I've been following the tweets coming out of ICER2018. I've never been to ICER but now am thinking about trying to get funding to go next year. One set of tweets involved students writing or using APIs or Libraries. This overlaps with Owen Astrachan's talk from this past year's CSTA conference on sorting. I was planning on writing a post about Owen's talk but I thought I'd leave it for the school year closer to when sorting is typically covered.

The points alluded to in the tweets go far deeper than can be addressed in one blog post and are more suited to the sorting post I'll write later on but I thought I'd share a lab that I stole from a friend of mine years ago to try to get the kids to abstract code into functions or methods early and to start to think about reusing blocks of code.

I've talked about abstracting out and reusing code before, after students have covered repetition but this lab can be done even earlier. Part of the motivation is the age old problem of objects / functions / methods early or control structures early. With o/f/m early kids think about decomposition, layers, and abstractions but they don't have the tools to do a whole lot of interesting things. On the other hand, with control structures early, kids tend to get in the mindset of throwing everything in "main" at the top level.

This lab tries to get the kids abstracting out and reusing or sharing code but doesn't require much more than methods or functions.

The idea is to create an ASCII art robot or something similar. Of course, this could also be done in a graphical environment:



######################
#                    #
#   XX          XX   #
#                    #
#       XXXXX        #
#                    #
######################
###
###
#############
#           #
########           ########
#           #
#           #
#           #
#############
##      ##
##      ##
##      ##
_

This can easily be done with a series of output instructions or possibly by building a string with embedded newlines.

The interesting part comes when you have the student write different functions for the parts of the robot - the head, body, and legs.

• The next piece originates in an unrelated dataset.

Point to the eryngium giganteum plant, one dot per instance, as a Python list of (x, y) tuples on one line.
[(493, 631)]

Students end up with routines like this:

String generateHead(){
String h = "##########\n";
h =    h + "#        #\n";
h =    h + "#  X  X  #\n";
h =    h + "#         #\n";
h =    h + "###########\n";
return h;
}

and then can generate their robot:

String generateRobot(){
String r = "";
r = r + generatehead();
r = r + generateBody();
r = r + generateLegs();
return r;
}

Now for the fun part. Students can make a variety of heads, legs, and bodies. Going further, introduce if statements and random numbers and they can generate random robots:

String genRobot(){
Random r = new Random();
String robot="";

int i = r.nextInt(3);
if (i == 0) {
robot = robot + generateHead1();
} else if (i==1){
robot = robot + generateHead2();
} else {
robot = robot + generoateHead3();
}

/* Generate the rest of the robot here */

return robot;

}

Not the most elegant code but this can be done VERY early when the students don't know more advanced constructs and techniques.

The class can also share robot "components" as long as there's a simple code sharing mechanism - perhaps using gists.

Finally, this can be revisited if desired later on once the class has covered more advanced language constructs.